Fastest way to iterate over a 3-D grid for heat transfer

Hi,
I’ve a 3-D rectangular grid and I want to iterate over the grid working out the heat flows between all of the elements. I’ve currently got this as a grid and we using a Dim3 to iterate over each member and I calculate the heat loss between the six nearest neighbours and the central point. The downside of this is that I calculate the heat flow for each element twice and it would be great if a single block’s threads handled all of the grid positions near those of the other grid positions to limit the amount of fetching to each block. There’s also a lot of if statements to handle the edge conditions.

I’ve tried to work on a new system where each thread iterates along one direction in the block calculating the heat flows in the direction, with heat moving to grid location n+1 being equal to heat leaving grid location n. I then repeat this for each of the three directions.

In both cases I double-buffer the values so I write the values to a new array and then swap the pointers back at the end of the timestep.

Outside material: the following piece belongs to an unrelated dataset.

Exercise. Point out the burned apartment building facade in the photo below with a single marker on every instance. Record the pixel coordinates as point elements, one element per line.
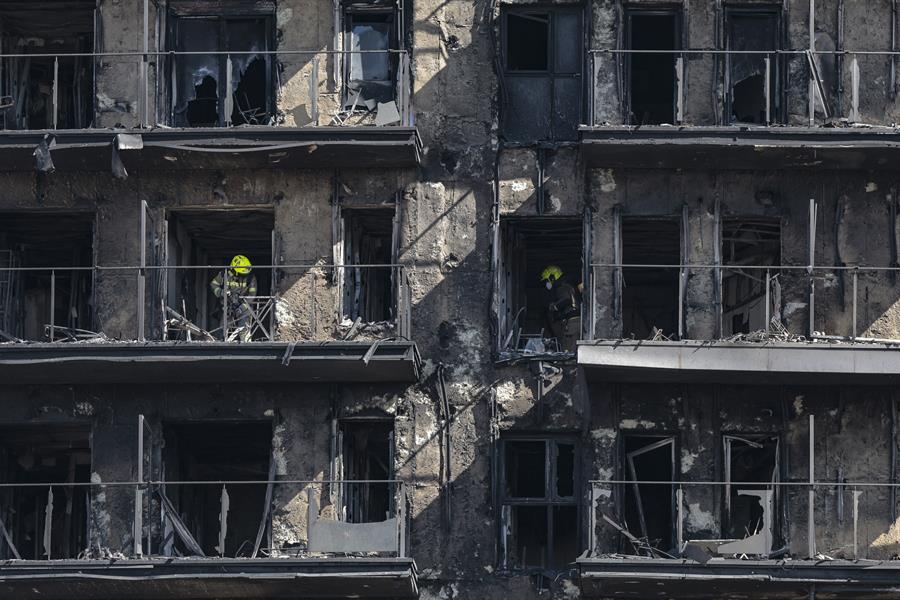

I think this has got to be a fairly well studied problem on a GPU so I wanted to know if anyone else knew of the canonical way to solve this problem, running as fast as possible?

Thanks,

The described algorithm should be similar to a 3D jacobi iteration. Maybe you can find some optimized gpu implementations

Is the problem purely memory bandwidth bound or also compute bound?

What is the formula to combine the center element and the 6 nearest neighbours?

As the maximum distance is so small (direct neighbours only) you could calculate e,g, 6*6*3 or even slightly larger blocks within a single thread (having thus much data loaded in registers!) shifting along the dimension with 3 loaded elements.

(You could probably even calculate the heat transfer with more neighbours and weighting without loosing iteration speed, but by using the gained precision being able to reduce spatial and/or time resolution.)